L’escalade de la violence et les contraintes d’accès aggravent la crise humanitaire dans la préfecture du Haut-Mbomou, au sud-est de la République centrafricaine, selon la déclaration par Mohamed Ag Ayoya, Coordonnateur Humanitaire.
La situation humanitaire dans la préfecture du Haut-Mbomou, au sud-est de la République centrafricaine, continue de se détériorer, sous l’effet de l’insécurité persistante, de l’augmentation des risques de protection et des contraintes d’accès humanitaire. Les civils sont confrontés à des vulnérabilités croissantes, la violence perturbant les moyens de subsistance, les services de base et l’acheminement de l’aide.
Des incidents récents ont accentué la peur au sein de communautés déjà fragiles. Le meurtre, le 29 juin, d’un leader religieux engagé dans des efforts de réconciliation communautaire met en évidence l’impact de la violence sur la cohésion sociale et les mécanismes locaux d’adaptation. Les efforts de médiation à Zémio et Obo continuent de se heurter à des contraintes d’accès, limitant le soutien apporté aux populations affectées.

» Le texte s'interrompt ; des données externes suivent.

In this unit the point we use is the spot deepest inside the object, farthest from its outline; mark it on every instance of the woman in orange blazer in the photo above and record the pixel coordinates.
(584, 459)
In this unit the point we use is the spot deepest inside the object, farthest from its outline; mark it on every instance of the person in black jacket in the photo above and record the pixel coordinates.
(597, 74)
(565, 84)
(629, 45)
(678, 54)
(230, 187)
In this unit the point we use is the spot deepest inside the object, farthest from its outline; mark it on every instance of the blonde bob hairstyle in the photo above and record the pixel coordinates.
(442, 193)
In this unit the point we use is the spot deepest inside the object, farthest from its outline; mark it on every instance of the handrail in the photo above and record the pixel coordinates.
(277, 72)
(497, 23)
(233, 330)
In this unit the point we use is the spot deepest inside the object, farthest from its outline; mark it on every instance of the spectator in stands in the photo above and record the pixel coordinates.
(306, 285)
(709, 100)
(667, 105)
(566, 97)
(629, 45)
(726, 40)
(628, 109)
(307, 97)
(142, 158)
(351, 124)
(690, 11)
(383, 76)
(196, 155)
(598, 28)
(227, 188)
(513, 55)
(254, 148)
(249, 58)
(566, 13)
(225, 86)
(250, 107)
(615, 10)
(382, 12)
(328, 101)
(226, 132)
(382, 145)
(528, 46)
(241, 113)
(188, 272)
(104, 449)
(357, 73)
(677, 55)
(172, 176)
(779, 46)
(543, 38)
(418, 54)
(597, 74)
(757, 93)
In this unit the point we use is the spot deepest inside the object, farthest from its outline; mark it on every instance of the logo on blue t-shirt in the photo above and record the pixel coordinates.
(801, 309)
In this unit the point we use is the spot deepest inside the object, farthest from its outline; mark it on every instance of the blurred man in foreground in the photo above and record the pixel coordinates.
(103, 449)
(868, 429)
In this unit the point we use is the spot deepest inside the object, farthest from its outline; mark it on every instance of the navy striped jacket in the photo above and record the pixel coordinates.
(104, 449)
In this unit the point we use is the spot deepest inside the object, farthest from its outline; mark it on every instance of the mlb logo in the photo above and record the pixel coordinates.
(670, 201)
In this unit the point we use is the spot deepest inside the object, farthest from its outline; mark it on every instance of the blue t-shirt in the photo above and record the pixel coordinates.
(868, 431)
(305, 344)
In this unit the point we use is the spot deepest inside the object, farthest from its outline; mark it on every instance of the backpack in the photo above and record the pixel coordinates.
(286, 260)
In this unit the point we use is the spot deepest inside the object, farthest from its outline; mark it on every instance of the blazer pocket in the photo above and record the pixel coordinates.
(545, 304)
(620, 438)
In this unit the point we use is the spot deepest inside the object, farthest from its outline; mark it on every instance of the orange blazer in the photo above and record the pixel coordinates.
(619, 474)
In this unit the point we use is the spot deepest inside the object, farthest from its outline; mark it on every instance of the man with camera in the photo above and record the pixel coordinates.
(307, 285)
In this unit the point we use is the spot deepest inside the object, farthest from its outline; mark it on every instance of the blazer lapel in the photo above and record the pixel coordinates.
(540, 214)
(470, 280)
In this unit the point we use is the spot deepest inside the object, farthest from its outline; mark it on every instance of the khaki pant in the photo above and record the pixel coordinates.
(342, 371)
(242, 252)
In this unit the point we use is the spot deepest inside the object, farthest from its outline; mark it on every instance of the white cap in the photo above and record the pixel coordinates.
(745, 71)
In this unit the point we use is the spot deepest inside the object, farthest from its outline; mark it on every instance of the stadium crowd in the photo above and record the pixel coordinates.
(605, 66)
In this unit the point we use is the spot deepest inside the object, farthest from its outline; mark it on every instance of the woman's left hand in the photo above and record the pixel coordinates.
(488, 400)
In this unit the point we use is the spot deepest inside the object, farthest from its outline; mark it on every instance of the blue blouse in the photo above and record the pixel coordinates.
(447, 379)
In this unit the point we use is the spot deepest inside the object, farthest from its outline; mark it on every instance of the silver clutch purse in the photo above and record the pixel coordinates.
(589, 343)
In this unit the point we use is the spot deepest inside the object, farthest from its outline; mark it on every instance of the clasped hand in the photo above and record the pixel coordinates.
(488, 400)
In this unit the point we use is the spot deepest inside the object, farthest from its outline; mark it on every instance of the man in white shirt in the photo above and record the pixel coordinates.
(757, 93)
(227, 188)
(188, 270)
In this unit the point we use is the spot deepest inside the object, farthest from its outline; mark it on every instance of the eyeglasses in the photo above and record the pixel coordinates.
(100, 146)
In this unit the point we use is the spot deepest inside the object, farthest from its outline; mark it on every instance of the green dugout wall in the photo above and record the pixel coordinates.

Les préoccupations en matière de protection restent vives. Les civils sont confrontés à des menaces telles que les meurtres, les enlèvements, l’intimidation et les restrictions de mouvement.

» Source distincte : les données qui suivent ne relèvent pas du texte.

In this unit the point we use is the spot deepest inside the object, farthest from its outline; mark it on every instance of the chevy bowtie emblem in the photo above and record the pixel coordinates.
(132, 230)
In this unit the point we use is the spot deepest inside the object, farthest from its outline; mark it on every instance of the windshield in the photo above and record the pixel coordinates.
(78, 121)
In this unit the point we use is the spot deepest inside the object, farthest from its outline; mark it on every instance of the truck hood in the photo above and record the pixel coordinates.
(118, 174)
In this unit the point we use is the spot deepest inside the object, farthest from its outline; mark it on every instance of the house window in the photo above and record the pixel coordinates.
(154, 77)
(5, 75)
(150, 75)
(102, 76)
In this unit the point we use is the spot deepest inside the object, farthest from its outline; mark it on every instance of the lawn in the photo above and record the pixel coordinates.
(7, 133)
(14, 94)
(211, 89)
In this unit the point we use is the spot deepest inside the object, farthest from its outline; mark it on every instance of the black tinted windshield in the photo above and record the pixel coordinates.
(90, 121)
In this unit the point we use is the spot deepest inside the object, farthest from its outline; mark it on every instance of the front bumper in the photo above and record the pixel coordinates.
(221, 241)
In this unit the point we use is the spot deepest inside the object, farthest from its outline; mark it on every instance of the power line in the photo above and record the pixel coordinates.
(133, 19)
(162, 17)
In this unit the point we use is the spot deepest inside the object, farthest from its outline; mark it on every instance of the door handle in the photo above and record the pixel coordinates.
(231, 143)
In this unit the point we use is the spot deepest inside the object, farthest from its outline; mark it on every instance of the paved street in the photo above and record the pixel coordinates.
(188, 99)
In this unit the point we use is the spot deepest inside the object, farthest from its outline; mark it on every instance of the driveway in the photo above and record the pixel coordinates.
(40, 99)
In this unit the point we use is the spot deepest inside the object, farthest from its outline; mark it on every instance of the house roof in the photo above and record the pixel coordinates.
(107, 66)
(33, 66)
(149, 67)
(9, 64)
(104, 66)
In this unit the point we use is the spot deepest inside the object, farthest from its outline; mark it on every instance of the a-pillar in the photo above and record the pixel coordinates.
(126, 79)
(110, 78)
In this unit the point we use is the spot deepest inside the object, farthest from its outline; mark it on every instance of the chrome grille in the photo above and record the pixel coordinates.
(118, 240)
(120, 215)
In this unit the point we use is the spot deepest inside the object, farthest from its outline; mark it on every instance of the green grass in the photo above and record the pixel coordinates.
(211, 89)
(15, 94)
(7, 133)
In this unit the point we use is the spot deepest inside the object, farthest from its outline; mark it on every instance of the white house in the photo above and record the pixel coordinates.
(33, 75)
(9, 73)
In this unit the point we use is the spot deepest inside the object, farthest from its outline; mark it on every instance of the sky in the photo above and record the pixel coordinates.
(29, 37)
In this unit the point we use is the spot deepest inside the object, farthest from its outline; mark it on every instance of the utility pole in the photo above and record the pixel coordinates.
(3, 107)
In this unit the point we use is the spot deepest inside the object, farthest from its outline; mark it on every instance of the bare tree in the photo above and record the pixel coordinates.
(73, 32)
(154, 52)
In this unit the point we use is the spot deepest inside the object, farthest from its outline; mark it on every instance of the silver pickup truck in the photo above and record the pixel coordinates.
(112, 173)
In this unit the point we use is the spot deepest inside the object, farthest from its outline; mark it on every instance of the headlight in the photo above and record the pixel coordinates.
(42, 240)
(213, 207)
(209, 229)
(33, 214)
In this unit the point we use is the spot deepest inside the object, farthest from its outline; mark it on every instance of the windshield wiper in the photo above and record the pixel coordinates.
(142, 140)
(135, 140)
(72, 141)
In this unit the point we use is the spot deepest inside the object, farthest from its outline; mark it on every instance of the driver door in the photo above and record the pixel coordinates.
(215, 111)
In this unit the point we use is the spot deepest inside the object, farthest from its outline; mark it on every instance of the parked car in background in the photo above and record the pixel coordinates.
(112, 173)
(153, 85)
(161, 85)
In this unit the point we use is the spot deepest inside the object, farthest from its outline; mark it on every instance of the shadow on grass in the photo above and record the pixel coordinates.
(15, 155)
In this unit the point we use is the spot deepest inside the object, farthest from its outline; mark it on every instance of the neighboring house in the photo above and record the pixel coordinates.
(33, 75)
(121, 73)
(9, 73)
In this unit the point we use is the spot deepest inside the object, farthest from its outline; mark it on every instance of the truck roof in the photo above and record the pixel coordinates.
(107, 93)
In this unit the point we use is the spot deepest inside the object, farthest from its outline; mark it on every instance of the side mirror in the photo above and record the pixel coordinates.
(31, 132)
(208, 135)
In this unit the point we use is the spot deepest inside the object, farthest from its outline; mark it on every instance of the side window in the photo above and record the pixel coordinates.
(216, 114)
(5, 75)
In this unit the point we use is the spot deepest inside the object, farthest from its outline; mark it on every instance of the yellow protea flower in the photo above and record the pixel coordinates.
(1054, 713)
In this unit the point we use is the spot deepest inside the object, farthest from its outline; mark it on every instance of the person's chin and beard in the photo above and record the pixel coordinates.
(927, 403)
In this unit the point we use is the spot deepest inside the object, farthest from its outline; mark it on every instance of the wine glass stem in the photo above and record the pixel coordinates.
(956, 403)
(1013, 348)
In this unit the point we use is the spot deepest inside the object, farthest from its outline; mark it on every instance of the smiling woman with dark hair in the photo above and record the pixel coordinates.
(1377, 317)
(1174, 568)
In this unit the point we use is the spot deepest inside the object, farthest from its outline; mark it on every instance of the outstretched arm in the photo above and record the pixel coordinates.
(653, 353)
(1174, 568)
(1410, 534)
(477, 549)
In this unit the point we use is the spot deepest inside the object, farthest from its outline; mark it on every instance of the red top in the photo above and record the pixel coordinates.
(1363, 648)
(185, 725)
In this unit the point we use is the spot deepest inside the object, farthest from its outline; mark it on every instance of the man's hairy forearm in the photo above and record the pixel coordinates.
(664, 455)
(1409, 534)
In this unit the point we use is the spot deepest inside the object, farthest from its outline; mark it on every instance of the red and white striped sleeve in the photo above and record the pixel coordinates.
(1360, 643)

L’enlèvement de deux civils à Zémio en mai, qui restent portés disparus, reflète une tendance plus large de disparitions qui accentue la peur et la détresse psychologique. Les femmes et les filles font face à des risques accrus de violences sexuelles et basées sur le genre, tandis que les enfants sont exposés au recrutement, à l’exploitation et à des perturbations de leur accès à l’éducation. Par ailleurs, l’insécurité et la présence d’éléments armés limitent l’accès des civils aux marchés, aux terres agricoles, aux soins de santé et à d’autres services essentiels, aggravant l’insécurité alimentaire et la vulnérabilité.
L’accès humanitaire est de plus en plus restreint, notamment le long d’axes clés tels que Zémio–Mboki et Zémio–Dembia. L’insécurité a perturbé les mouvements du personnel et des fournitures, réduisant la portée de l’assistance vitale. Les incidents impliquant des menaces, des vols et des violences contre les travailleurs humanitaires limitent davantage les opérations.

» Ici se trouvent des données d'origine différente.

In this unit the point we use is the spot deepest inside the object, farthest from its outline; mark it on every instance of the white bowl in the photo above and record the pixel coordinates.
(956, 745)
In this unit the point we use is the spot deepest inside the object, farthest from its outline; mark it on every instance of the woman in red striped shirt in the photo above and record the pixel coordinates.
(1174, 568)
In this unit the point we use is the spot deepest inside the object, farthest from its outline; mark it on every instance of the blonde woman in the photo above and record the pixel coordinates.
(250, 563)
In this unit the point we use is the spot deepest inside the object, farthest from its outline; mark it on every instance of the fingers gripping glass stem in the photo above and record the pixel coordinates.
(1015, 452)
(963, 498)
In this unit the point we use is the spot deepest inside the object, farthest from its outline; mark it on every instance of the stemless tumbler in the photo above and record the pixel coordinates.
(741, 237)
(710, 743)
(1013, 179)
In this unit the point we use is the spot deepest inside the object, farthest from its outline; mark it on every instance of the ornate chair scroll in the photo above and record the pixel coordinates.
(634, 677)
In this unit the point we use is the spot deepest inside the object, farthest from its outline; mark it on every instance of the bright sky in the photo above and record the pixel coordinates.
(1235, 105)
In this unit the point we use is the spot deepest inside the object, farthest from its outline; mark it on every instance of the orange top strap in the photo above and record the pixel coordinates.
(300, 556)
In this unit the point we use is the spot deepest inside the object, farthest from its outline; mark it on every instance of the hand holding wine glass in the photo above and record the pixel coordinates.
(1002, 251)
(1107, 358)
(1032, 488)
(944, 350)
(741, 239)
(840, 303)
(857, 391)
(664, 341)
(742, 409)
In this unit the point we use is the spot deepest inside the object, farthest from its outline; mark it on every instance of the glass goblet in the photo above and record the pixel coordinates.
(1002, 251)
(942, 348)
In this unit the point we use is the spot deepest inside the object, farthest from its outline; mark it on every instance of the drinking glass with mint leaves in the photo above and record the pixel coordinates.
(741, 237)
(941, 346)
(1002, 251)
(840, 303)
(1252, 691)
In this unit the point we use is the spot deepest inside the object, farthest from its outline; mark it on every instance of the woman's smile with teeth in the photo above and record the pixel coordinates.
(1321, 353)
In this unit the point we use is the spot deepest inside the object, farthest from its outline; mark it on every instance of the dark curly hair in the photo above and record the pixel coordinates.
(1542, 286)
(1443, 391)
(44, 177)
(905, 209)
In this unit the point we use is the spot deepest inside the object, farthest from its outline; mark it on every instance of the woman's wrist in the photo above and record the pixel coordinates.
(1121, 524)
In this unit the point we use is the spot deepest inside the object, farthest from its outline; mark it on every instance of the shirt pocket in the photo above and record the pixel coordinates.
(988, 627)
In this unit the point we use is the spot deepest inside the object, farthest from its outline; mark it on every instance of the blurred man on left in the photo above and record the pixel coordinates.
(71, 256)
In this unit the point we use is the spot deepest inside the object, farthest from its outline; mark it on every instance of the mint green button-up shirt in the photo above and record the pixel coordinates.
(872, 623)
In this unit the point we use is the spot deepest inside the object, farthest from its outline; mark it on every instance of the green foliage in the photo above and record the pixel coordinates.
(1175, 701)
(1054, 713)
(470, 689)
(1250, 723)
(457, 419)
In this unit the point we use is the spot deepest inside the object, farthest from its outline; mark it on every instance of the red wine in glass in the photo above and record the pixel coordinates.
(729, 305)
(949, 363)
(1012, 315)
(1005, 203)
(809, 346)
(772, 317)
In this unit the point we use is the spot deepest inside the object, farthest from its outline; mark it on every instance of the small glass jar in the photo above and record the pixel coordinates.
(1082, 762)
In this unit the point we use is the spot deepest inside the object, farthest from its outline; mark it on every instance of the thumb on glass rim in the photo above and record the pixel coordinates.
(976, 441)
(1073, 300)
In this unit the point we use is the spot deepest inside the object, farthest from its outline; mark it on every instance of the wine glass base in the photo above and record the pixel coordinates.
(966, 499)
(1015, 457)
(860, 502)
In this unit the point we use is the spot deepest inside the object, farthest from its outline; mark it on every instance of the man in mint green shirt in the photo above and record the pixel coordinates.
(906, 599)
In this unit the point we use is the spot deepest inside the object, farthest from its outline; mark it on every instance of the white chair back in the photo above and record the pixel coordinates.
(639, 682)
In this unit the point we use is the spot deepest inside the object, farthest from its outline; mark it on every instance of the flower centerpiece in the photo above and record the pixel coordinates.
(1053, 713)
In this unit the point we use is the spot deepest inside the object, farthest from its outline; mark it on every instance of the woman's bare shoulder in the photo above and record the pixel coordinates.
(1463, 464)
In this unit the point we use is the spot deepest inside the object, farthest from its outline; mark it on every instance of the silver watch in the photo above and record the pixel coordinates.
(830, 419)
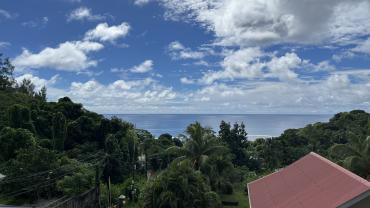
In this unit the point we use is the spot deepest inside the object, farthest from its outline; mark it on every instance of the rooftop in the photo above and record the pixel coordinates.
(312, 181)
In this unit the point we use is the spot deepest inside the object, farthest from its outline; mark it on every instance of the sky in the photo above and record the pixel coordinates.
(193, 56)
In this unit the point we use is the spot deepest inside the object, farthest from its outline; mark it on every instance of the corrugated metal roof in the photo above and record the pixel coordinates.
(312, 181)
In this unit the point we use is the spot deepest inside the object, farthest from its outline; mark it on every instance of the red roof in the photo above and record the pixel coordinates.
(312, 181)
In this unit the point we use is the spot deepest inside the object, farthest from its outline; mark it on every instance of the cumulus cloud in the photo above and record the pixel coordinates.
(84, 13)
(68, 56)
(141, 2)
(6, 14)
(122, 95)
(4, 44)
(254, 64)
(41, 22)
(332, 94)
(363, 47)
(144, 67)
(37, 81)
(186, 80)
(241, 23)
(179, 51)
(103, 32)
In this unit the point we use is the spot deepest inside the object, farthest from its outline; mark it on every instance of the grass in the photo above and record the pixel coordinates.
(239, 195)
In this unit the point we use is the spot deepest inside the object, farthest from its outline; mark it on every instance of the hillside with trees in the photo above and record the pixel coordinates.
(50, 150)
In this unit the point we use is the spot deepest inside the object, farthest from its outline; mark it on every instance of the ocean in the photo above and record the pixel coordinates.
(257, 125)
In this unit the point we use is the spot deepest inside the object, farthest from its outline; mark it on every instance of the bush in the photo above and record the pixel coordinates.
(227, 188)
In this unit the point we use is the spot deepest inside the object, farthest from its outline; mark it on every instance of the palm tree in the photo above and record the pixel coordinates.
(201, 144)
(355, 155)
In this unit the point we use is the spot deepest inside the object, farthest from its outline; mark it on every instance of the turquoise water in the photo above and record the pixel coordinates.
(257, 125)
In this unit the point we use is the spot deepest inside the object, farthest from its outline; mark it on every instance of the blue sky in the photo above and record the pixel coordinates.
(193, 56)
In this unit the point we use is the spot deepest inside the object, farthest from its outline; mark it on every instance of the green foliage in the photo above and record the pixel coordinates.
(59, 131)
(11, 140)
(80, 131)
(236, 140)
(27, 87)
(81, 181)
(355, 156)
(6, 73)
(20, 117)
(201, 144)
(180, 186)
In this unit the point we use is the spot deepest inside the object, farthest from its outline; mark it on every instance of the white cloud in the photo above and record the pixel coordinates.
(122, 95)
(104, 32)
(281, 67)
(334, 93)
(363, 47)
(84, 13)
(343, 55)
(179, 51)
(144, 67)
(186, 80)
(245, 23)
(41, 22)
(141, 2)
(6, 14)
(68, 56)
(4, 44)
(253, 64)
(37, 81)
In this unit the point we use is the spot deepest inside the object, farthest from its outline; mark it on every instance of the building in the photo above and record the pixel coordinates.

Ces contraintes affectent considérablement la réponse humanitaire, entraînant des retards accrus et isolant les communautés vulnérables. La fourniture de l’assistance essentielle est perturbée à un moment où les besoins augmentent. La récente recrudescence de la violence complique également les efforts de préparation en matière de santé publique, notamment face à Ebola dans cette zone frontalière à haut risque.